One of the various activities to do on Martin Luther King Jr. Day was the opportunity to participate in the discussion of the book “Nobody” by Marc Lamont Hill. Lawrentians, faculty and staff members signed up and formed 26 small discussion groups, each with a facilitator. Held in the Esch-Hurvis room in Warch, the discussion gave opportunity to talk about the book and expand to personal experiences with social injustices.
“The read and reflect event is a really valuable event on the Lawrence campus,” said Associate Professor of English and Diversity Enhancement Faculty Director Karen Hoffman. “Having student facilitators makes it so students, faculty and staff can have a shared conversation in a space outside of the classroom.” Counselors were also provided for anyone at the discussion who needed to talk outside of their group.
The event aimed for participants to form a clearer understanding of the existing social injustices in the U.S. and also to appreciate different perspectives and personal experiences, so that they could develop safe spaces within their community. The presence of participants from many different backgrounds within the group helped facilitate an inclusive conversation with multiple perspectives.
The discussion emphasized the reality of these tragic events and the importance of working as a community rather than promoting bystander culture. Junior Malik Graham, a facilitator at the discussion, responded positively to the book saying, “It made me appreciate how far we’ve come and to see how there’s progress within the Civil Rights Movement.”
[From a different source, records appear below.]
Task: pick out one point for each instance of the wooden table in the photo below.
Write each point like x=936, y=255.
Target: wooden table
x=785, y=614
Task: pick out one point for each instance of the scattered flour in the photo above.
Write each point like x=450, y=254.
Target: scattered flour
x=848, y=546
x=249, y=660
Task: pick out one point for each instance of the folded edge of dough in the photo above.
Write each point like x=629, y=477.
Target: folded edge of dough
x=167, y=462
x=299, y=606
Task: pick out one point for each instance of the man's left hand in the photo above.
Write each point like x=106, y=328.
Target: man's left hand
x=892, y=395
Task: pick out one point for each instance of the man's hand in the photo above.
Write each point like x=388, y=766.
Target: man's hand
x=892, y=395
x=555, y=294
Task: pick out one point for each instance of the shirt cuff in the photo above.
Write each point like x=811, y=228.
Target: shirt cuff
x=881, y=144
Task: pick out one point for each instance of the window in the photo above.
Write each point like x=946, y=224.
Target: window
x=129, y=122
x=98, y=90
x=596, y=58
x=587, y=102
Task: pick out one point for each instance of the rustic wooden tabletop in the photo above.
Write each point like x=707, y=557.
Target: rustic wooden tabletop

The book “Nobody” is about what it means to be a non-presence in America. Overall, “to be Nobody is to be vulnerable, be subject to State violence, confront systemic forms of State violence, be abandoned by the State, and considered disposable,” according to Marc Lamont Hill. Hill further unearths the definition of being a Nobody by analyzing both current affairs and historical events such as the water crisis in Flint, Michigan, the recent deaths of Michael Brown and Sandra Bland, as well as the failed Pruitt-Igoe developments in St. Louis in the 1950s, Jim Crow laws and the Attica Prison riot in 1971. By doing this, he relates recent events to larger historical and systemic problems.
To wrap up the discussion, senior Kevin Buckhalton spoke about our individual duties to make the community a better and safer place.
“There is no reason that people should feel like ‘Nobody’,” said Buckhalton. “It’s our duty to take care of ourselves and to also take care of each other. There needs to be a commitment to making no one feel like a Nobody. We need to do better and we have the power to.”
“What Lawrence is working hard at right now is to have engaging conversations, but know there’s diversity,” concluded Julie Esch-Hurvis Dean of Spiritual and Religious Life Linda Morgan-Clement. “Be respectful of others opinions and backgrounds, because there’s not always one answer.”